Mai 2006: Über 300 Besucher  waren zur Stadtratssitzung in die Stadthalle gekommen.

Weilheimer Verkehrsplanung

Liegt die Umfahrung im Osternest?

Weilheim - In der Woche vor Ostern zeigt sich, ob die Umfahrung von Weilheim in den Entwurf für den Bundesfernstraßenplan aufgenommen wird. Ist sie drin, geht die Arbeit erst richtig los, auch die Bürger sind dann gefragt.
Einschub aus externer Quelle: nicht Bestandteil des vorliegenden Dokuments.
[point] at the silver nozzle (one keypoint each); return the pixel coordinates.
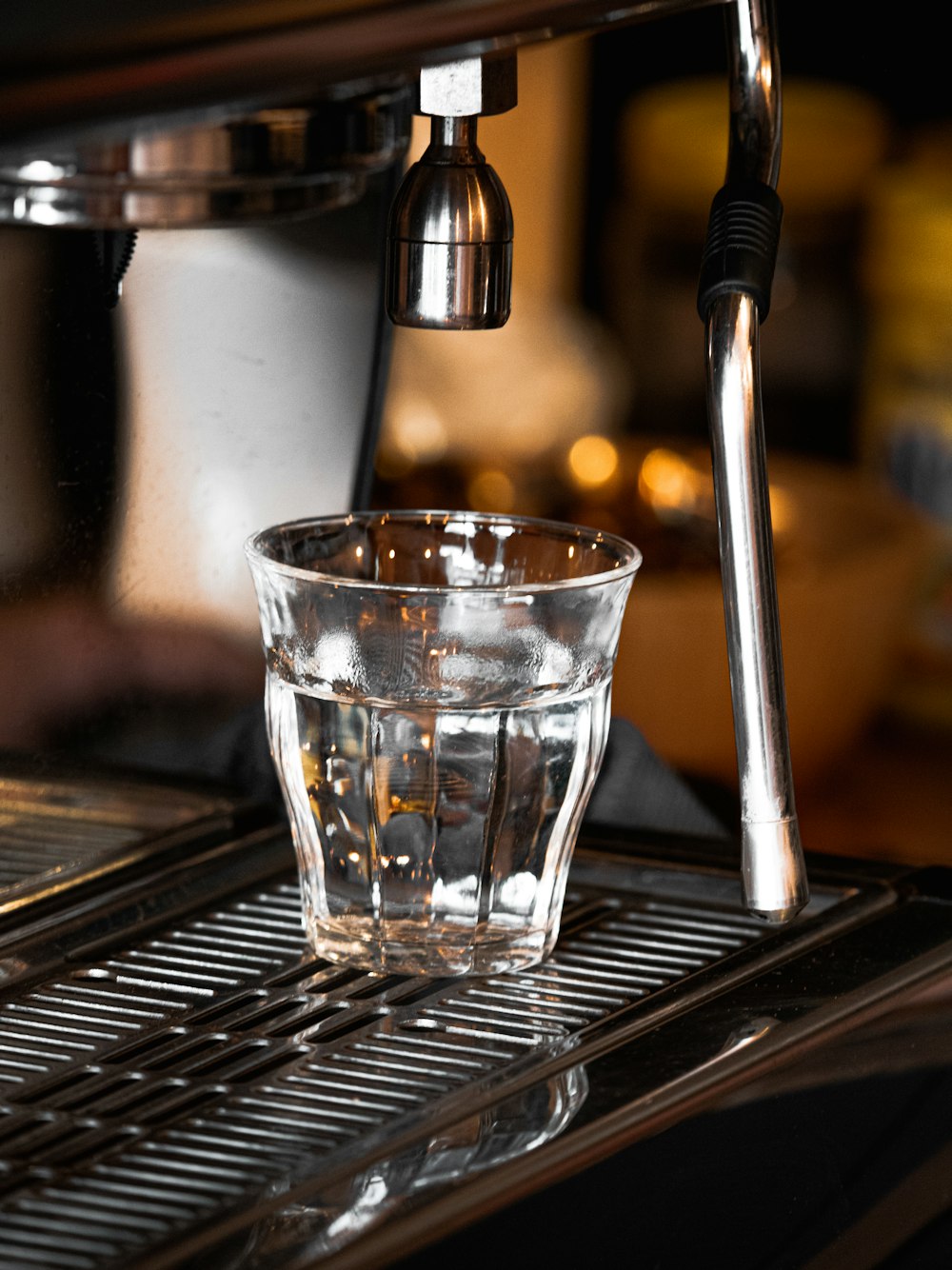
(449, 246)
Es ist zehn Jahre her, dass das Thema „Umfahrung“ die Gemüter der Weilheimer zuletzt erhitzte. Damals wurde heftig darüber gestritten, ob die B 2 im Westen, also durch das Weilheimer Moos, wie von der CSU favorisiert, oder im Osten durch das Gögerl, wie von den BfW bevorzugt, um die Stadt herumgeführt werden soll. Einigung gab es keine, und so wurden beide Varianten in den neuen Flächennutzungsplan der Stadt eingezeichnet.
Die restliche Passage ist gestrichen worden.